Asbestos claims have become a major concern for all property casualty insurers. Lloyd’s, which sells about 30 to 40 percent of its insurance in the United States, and other insurers have been negotiating with Congress for the creation of a fund that would limit their losses. So far, the insurers and Congress have been unable to agree on what the limit should be and how much the insurers should contribute.

As a result of Lloyd’s problems on policies dating far back in history, Lloyd’s and many other insurers have since rewritten coverage on new policies, sharply limiting their period of liability.

Mr. Buffett started Berkshire Hathaway with money from a private investment company that he founded and built it into a conglomerate with more than 50 subsidiaries.

Like Lloyd’s, Mr. Buffett has specialized in taking on high-risk coverage that hardly anyone else would touch. Collaborating with Ajit Jain, the head of the reinsurance division of Berkshire’s National Indemnity Company, Mr. Buffett has put up billions in coverage for earthquakes, hurricanes and terrorism attacks.

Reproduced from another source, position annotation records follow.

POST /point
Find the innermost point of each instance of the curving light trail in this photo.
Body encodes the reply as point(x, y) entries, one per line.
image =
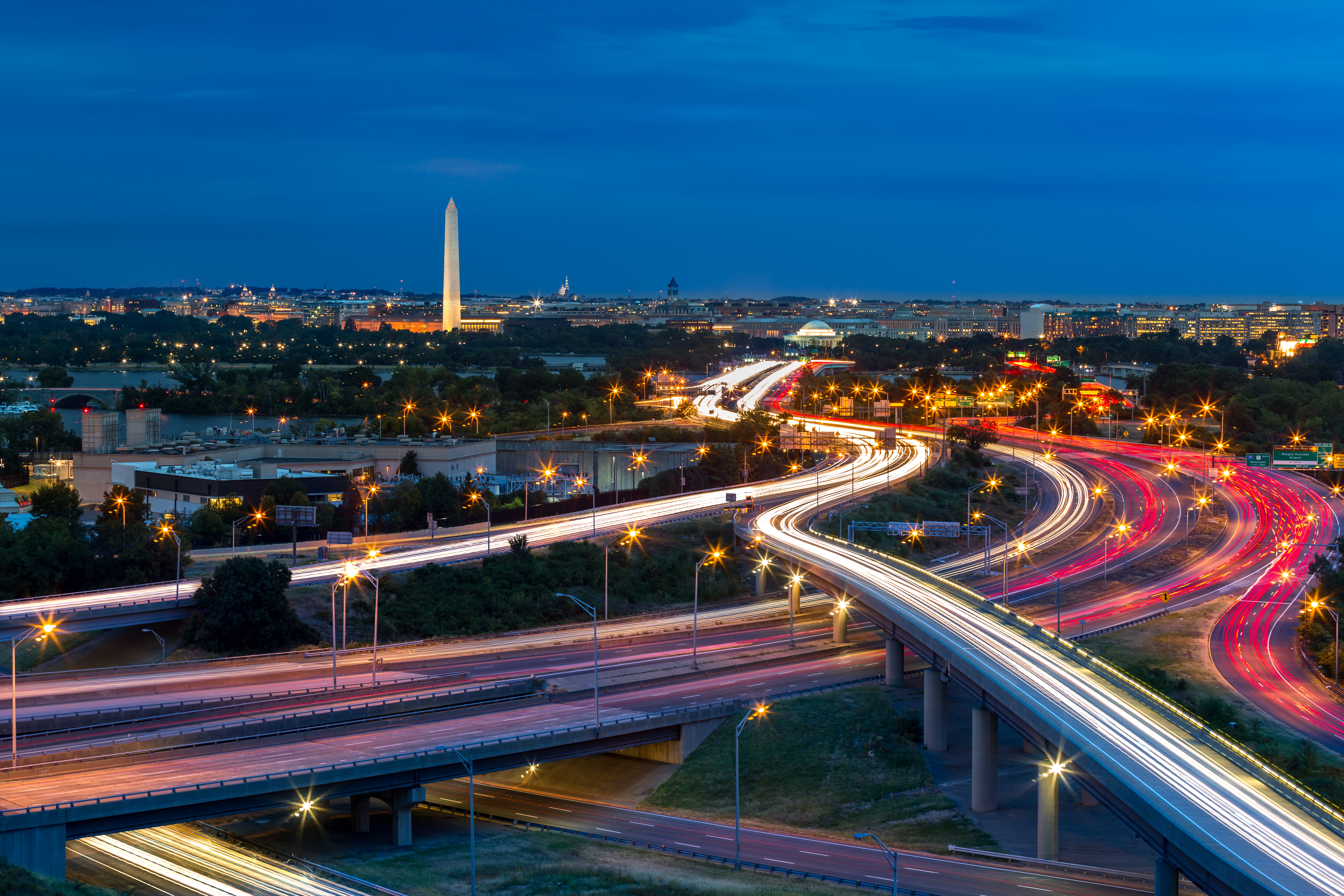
point(1244, 824)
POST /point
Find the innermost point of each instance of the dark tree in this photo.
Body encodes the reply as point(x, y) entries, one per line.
point(57, 502)
point(242, 609)
point(974, 437)
point(56, 378)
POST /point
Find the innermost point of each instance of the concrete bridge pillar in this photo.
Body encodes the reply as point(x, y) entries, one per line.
point(401, 801)
point(359, 813)
point(936, 711)
point(38, 850)
point(1166, 879)
point(896, 664)
point(984, 761)
point(1047, 815)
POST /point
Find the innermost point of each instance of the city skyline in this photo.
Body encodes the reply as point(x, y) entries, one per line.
point(980, 148)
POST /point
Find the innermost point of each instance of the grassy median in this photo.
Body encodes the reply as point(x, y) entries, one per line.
point(1171, 655)
point(519, 863)
point(827, 766)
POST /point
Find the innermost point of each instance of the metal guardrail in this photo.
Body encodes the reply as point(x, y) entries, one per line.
point(1084, 636)
point(1047, 863)
point(291, 858)
point(271, 721)
point(202, 703)
point(400, 645)
point(373, 763)
point(1280, 782)
point(225, 703)
point(670, 851)
point(384, 761)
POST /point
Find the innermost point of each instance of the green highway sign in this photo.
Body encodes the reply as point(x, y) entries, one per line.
point(1295, 457)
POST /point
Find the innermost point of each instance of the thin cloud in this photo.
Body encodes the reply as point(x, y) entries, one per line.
point(984, 25)
point(474, 168)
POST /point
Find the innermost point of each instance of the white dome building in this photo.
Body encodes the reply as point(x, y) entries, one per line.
point(816, 334)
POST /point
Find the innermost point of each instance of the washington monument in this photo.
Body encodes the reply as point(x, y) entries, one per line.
point(452, 275)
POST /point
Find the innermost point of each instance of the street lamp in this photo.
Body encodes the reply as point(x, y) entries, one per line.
point(978, 515)
point(889, 854)
point(631, 535)
point(167, 530)
point(592, 612)
point(695, 606)
point(796, 581)
point(343, 580)
point(1057, 594)
point(737, 784)
point(255, 518)
point(472, 499)
point(366, 491)
point(1319, 605)
point(45, 629)
point(354, 573)
point(163, 645)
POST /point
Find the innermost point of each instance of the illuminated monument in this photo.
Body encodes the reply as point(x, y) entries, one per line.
point(452, 275)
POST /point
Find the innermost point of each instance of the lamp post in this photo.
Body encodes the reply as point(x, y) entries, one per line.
point(1057, 593)
point(632, 534)
point(737, 785)
point(889, 854)
point(122, 502)
point(471, 808)
point(695, 606)
point(167, 530)
point(1006, 551)
point(592, 612)
point(353, 571)
point(475, 498)
point(366, 491)
point(798, 586)
point(345, 581)
point(255, 518)
point(45, 629)
point(163, 645)
point(1318, 605)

In one deal the weekend after terrorist hijackers flew two commercial jets into the World Trade Center, Mr. Buffett said he and Mr. Jain sold $750 million in coverage to protect one international airline company — which he did not identify — against deaths, injuries and property losses on the ground, should one of its aircraft be crashed by terrorists.

No one was then offering terrorism coverage for airliners, and the carrier needed the coverage to satisfy the demands of authorities at the airport in Hong Kong. Mr. Buffett declined yesterday to say how many millions of dollars he charged for the coverage. But he has never had to pay a claim.

This hurricane season, he said in the interview, he and Mr. Jain worked out a deal to provide $1.5 billion in coverage for a single insurance company, covering almost all its potential claims in a big storm. He again did not identify the company. There have been no hurricanes this year and like other property insurance companies, Berkshire’s insurance units are expected to reap record profits.

Mr. Jain and his staff will take over the operations of Equitas and will manage up to $15.7 billion in potential claims payments.

Equitas is turning over about $9 billion it had accumulated to pay claims and Berkshire will put up to $7 billion of new money eventually.

While claims are being paid out, Mr. Buffett will be able to invest most of the $9 billion. An analyst, Gary Ransom of Fox-Pitt, Kelton, estimated that it could take “30 or 40 years” to pay all the claims.

Mr. Buffett calls the money that he puts to work while claims are pending “the float.” He collects a profit on the float and gets to keep anything left on the table after all claims have been paid.

Convincing policyholders to accept lower-than-expected claims payments may be difficult for Berkshire. “Equitas could go to a claimant and say, ‘Look, we have a small pot of money,’ ” Christopher D. Hitchings, an analyst at Keefe, Bruyette & Woods in London said in an interview. “If you’re Warren Buffett, you can’t do that.” Mr. Buffett said that he had been tracking the performance of Equitas for years. About five years ago, he said, Berkshire “very preliminarily approached them.”

“But nothing was doable then,” Mr. Buffett said. “Every year I would look at their financial reports when they came out. This year, after reading their March 31 report, it looked like it had progressed to the point where there was a possibility of making a deal that would make sense for both sides.”

Mr. Buffett said serious talks began in July. “We had to look at a lot of things and negotiate a lot of things,” he said.